1. The global economic cycle: boom, bust or just a modest muddling through?
The global economy is set to recover modestly with slight upside risk from a possible phase two US-China trade agreement.
2. New targets but the same old problems: where will the ECB and FED reviews end up?
The Fed and ECB reviews are likely to result in a significant shift in their monetary policy framework, but especially for the ECB the review will not be completed this year.
3. Will fiscal policy be the new game in town?
Global fiscal impulse is likely to stay lukewarm as the global economy recovers.
4. The end of Trumpism? Who will win the US election and will it matter to markets?
President Trump seems to be running behind but it is too early to make big conclusions. Irrespective of who wins, market reaction will be limited due to a likely divided Congress.

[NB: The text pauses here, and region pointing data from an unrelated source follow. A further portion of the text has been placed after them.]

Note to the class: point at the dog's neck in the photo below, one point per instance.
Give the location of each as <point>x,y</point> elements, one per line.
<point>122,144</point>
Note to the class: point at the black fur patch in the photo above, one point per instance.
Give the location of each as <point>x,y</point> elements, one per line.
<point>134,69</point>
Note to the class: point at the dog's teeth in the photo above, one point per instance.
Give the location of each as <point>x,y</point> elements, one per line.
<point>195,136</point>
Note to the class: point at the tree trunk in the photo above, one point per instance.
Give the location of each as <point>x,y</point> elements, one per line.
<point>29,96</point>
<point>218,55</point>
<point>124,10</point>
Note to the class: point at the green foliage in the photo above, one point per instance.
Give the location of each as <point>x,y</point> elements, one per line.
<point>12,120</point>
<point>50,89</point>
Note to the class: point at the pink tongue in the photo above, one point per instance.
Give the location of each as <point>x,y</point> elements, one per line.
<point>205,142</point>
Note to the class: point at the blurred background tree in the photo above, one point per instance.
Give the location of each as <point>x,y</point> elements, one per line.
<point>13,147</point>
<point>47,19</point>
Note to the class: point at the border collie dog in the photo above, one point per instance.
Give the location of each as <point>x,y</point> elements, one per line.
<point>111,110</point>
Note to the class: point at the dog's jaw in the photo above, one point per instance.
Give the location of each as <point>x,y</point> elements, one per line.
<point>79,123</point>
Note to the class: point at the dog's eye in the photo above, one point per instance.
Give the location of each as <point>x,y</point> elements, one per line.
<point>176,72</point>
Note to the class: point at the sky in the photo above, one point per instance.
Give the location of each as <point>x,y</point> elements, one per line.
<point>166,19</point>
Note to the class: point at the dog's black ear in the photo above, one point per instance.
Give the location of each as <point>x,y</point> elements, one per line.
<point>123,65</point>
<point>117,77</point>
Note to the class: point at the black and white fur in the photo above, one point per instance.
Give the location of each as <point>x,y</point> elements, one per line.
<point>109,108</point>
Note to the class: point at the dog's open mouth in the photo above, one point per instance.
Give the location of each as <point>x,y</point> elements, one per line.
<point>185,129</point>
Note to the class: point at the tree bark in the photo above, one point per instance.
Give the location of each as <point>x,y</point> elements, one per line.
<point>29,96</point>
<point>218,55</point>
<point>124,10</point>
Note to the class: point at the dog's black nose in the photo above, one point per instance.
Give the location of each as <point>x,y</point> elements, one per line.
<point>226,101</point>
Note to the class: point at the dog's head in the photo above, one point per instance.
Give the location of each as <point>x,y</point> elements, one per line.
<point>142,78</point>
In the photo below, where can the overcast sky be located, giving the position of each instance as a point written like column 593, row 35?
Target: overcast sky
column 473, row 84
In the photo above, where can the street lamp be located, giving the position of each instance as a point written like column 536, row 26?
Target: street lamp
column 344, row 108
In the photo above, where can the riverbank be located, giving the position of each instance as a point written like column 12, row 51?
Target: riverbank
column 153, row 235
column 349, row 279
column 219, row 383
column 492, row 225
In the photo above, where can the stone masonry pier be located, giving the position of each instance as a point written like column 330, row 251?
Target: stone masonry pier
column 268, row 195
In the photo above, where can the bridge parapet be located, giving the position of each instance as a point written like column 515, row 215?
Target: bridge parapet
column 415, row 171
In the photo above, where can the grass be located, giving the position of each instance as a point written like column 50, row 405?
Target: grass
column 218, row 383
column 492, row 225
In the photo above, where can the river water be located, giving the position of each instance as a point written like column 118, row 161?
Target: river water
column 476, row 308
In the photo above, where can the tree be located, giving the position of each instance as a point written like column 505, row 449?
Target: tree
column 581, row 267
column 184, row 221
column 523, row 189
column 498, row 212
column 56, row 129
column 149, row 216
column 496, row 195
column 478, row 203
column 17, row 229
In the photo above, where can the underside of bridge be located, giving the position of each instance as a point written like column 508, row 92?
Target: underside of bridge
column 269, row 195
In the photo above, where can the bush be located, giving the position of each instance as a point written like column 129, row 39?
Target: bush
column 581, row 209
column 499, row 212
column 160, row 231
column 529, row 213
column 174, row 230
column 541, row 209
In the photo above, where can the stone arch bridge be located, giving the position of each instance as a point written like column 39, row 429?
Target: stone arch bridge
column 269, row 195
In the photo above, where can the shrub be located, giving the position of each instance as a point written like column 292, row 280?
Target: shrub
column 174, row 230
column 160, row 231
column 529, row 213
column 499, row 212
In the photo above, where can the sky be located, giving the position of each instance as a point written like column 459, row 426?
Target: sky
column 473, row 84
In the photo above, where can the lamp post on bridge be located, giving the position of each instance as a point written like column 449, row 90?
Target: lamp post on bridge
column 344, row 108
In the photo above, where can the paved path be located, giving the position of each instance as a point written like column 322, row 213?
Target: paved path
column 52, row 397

5. Will China and the US find a permanent trade solution – or will they move further apart?
In the trade war between China and the US, we look for a partial phase two deal in H1 2020 after the completion of phase one in mid-January.

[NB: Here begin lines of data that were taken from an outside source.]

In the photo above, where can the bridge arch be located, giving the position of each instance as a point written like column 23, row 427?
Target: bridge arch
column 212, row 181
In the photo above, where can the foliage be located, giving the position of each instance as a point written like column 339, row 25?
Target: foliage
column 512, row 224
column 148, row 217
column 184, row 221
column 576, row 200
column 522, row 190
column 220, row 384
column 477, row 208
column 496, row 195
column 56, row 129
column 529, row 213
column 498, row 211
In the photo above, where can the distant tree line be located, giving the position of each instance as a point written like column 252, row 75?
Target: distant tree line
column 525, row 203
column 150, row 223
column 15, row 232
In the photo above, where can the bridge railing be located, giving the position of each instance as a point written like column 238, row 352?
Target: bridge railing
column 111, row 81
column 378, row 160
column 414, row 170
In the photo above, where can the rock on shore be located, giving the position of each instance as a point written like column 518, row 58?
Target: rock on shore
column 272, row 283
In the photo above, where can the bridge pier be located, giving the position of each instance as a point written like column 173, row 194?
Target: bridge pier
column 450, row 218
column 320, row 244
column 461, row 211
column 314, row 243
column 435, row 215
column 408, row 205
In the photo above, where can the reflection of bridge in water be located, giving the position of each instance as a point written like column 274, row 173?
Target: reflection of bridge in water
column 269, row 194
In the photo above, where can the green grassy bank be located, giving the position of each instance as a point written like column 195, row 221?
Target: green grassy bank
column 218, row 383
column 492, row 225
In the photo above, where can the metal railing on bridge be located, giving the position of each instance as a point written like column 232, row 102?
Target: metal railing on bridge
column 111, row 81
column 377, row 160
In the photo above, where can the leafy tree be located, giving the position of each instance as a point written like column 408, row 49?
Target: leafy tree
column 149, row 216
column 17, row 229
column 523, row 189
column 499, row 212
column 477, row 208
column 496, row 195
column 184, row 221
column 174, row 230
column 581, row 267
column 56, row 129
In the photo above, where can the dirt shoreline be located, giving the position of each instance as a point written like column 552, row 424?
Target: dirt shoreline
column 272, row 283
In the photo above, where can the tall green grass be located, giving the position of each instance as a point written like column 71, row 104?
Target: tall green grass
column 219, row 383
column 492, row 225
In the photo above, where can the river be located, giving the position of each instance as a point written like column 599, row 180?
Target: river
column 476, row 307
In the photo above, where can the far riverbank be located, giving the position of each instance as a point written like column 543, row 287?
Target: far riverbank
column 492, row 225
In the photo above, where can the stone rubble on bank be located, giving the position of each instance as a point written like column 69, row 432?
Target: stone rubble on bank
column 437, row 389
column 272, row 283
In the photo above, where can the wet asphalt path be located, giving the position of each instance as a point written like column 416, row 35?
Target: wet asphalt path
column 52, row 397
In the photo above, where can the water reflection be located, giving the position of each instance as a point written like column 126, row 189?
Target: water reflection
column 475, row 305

6. No-deal Brexit risk revisited: can the UK and the EU strike a deal before end-2020?
The UK and the EU27 are set to agree on only a limited FTA by 31 December 2020 – but a no-deal Brexit risk still looms.
7. Broad USD strength – will it continue?
The broad USD is unlikely to weaken significantly in 2020 due to an ongoing investor preference for US assets and elevated USD carry.
8. Will 2020 finally be the year where yields end markedly higher?
Bund yields to stay in a relatively tight range because of technical factors and the economic outlook remaining too weak.
9. How much more upside is there for global stocks?
Upside for global equities limited amid highest valuations in 15 years and likely constant equity risk premiums.
10.Will the Middle East tensions cause a surge in oil prices?
There would have to be a significant escalation of the Middle East crisis to send oil prices sharply higher this year.